= Józef Ładowski =

Polish restaurateur

Józef Ładowski (Josek Ładowski, Gruby Josek, Fat Yosl, Yosek) (born c. 1900, died Oct. 7, 1932 in Warsaw) was a Polish restaurateur and main topic of the ballad Bal u starego Joska.

== Biography ==
In the 1920s and early 1930s, he was the owner of a small restaurant on Rynkowa Street (formerly known as Gnojna) 7 in the Jewish district of Warsaw. His tavern was a beloved place for Warsaw's rich and poor. Colonel Wieniawa-Długoszowski (at one moment president of Poland), marshal Piłsudski's personal adjutant, was frequent visitor and many others from Warsaw's high society.

===Personal life===
He married Maria (Miriam) Lipowicz , who had a bakery in Stopnica.

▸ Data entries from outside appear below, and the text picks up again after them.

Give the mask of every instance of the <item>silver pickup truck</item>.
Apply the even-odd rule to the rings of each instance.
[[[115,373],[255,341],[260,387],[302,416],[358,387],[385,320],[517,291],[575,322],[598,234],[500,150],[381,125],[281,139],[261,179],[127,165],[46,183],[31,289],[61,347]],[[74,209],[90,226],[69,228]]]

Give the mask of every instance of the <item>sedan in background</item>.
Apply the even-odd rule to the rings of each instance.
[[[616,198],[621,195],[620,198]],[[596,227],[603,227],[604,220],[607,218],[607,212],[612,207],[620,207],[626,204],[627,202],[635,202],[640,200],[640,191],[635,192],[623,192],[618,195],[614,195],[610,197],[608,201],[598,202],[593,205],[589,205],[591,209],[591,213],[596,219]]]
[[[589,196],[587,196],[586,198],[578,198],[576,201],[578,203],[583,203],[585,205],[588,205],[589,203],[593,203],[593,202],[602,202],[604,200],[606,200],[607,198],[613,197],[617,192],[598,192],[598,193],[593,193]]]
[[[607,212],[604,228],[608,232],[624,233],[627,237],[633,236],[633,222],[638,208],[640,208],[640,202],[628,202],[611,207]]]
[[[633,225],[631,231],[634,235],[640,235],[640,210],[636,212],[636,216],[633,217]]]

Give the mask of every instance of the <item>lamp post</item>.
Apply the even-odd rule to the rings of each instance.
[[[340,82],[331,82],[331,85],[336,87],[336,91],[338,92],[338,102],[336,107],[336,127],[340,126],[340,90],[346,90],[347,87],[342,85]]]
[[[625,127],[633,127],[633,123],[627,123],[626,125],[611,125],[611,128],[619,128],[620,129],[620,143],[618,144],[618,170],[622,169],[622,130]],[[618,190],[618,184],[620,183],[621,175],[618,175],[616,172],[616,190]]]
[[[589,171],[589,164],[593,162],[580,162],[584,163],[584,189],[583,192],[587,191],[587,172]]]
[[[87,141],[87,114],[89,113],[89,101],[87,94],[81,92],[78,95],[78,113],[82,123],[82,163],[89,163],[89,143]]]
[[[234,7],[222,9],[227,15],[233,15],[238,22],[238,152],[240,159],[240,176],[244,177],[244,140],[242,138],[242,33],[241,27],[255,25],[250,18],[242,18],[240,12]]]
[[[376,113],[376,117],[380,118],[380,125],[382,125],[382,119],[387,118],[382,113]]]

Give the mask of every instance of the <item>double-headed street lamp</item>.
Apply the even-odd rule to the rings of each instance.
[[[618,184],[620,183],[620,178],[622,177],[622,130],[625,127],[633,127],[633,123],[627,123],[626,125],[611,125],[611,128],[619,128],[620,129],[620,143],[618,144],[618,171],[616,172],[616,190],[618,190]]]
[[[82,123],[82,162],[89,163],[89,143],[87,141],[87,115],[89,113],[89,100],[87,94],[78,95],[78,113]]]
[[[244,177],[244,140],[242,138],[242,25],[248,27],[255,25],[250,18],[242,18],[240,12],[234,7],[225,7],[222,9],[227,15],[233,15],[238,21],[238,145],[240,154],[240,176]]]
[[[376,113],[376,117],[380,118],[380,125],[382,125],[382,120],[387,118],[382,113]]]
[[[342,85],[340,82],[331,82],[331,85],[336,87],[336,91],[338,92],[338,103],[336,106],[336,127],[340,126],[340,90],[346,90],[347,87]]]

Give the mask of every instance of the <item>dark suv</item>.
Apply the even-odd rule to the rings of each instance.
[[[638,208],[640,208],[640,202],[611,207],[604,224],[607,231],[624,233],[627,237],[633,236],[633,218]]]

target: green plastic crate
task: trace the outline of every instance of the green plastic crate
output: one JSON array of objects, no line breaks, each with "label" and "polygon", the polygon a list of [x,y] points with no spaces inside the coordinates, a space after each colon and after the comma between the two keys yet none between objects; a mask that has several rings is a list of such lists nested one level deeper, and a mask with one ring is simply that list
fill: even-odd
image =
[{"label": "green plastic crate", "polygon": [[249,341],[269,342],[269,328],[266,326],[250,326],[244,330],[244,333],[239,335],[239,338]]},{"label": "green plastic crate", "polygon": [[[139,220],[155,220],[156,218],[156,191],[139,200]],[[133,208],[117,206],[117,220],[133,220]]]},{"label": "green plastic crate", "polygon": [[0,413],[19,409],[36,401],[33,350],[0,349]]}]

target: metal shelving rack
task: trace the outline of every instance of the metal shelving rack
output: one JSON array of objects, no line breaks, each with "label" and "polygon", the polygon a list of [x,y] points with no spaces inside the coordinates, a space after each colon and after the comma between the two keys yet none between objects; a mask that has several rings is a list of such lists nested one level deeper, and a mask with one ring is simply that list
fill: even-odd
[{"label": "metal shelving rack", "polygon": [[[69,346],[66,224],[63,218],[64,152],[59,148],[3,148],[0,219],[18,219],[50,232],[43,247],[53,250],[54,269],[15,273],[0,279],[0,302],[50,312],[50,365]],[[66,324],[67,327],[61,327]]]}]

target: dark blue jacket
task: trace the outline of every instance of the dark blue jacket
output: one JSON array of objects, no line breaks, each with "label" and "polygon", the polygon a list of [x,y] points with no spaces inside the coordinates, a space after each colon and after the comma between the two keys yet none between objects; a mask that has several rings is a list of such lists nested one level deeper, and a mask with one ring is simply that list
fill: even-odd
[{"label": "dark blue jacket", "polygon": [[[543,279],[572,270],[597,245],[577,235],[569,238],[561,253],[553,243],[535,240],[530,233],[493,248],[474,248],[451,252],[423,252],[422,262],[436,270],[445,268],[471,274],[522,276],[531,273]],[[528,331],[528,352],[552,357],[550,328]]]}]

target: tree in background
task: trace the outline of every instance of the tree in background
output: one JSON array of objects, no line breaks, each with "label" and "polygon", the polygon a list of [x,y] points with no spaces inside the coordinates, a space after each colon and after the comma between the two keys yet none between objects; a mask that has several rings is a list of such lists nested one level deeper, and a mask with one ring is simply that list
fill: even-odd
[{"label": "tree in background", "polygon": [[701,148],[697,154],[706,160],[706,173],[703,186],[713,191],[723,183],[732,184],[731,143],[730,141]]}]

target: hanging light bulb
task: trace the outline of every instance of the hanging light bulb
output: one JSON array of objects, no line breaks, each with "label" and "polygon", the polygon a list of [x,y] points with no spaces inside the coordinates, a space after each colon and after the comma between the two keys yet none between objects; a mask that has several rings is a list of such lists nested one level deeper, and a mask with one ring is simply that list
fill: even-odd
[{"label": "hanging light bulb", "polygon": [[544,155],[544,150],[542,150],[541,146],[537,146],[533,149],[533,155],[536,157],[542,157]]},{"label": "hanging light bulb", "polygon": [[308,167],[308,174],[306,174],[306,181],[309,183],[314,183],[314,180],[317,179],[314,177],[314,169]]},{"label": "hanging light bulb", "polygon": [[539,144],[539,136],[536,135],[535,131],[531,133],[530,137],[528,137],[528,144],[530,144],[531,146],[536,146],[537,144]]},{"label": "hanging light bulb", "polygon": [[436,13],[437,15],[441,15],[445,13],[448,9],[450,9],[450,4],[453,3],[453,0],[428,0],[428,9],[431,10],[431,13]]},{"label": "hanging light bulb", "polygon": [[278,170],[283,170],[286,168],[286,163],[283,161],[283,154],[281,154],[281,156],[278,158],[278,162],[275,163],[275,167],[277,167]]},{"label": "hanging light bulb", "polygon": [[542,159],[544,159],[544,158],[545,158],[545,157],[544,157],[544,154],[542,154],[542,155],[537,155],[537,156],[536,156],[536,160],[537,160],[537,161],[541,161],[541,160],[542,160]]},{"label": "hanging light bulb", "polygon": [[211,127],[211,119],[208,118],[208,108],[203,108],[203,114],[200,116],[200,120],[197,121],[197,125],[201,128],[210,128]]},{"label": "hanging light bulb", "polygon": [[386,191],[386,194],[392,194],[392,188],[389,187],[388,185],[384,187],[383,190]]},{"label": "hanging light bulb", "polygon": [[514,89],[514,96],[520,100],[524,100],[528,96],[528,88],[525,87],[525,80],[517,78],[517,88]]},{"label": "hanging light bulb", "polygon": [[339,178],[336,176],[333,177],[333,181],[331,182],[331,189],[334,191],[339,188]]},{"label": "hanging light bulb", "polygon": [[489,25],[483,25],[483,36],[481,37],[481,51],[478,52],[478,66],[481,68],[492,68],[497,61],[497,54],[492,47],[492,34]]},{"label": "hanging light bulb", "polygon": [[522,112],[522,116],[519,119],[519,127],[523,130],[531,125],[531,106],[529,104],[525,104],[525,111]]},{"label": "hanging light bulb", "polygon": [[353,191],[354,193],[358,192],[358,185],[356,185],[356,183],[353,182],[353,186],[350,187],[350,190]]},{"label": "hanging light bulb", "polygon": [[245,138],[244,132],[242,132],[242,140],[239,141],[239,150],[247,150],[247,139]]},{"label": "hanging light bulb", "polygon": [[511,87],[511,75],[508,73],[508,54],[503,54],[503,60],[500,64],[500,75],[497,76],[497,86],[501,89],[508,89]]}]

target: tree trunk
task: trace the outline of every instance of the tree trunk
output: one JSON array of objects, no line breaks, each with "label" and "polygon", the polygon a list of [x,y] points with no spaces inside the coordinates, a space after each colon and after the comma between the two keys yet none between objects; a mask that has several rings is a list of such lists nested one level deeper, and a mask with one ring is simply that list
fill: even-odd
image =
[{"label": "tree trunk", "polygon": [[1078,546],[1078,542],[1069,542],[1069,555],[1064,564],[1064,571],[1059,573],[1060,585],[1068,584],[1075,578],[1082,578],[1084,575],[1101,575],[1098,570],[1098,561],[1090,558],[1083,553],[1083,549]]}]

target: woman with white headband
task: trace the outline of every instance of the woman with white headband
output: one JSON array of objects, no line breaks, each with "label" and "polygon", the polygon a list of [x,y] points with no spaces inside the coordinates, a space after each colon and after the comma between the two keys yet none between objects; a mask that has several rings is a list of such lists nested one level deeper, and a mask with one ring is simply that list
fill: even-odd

He lived with his family at the Rynkowa (Market) Street 7 and had four children: Alicja Ładowska (Davis) (born 15 June 1925), Mieczysław, Ryszard, and Franciszka. Josek Ładowski's cousin Aaron (Arne) Ładowski arrived in Toronto in Canada in 1906 from Kielce and established the United Bakers Dairy Restaurant there in 1912 which still exists today (2016).

===Death===
When he died on October 7, 1932, at 11 pm, Warsaw's ABC newspaper reported that Gruby Josek was respected among Warsaw's criminal underground and that he had served as a judge in many disputes. He is buried in the Jewish Cemetery in Warsaw.

==In popular culture==
The tavern was known as U Grubego Joska ("At Fat Joe's"). It was notorious enough that a song was written about it in 1934, Bal u starego Joska, which remains as one of the most popular Polish underground ballads often sung in the specific dialect of Warsaw's Praga district.

Sleepless nights in Warsaw's quarter
I still trace them on my lips
At the Fatty Josek's tavern on the Dung Street
Gathered flower of the night.

His grandson Ron Davis recorded jazz versions of Bal u starego Joska on his 2010 album My Mother's Father's Song.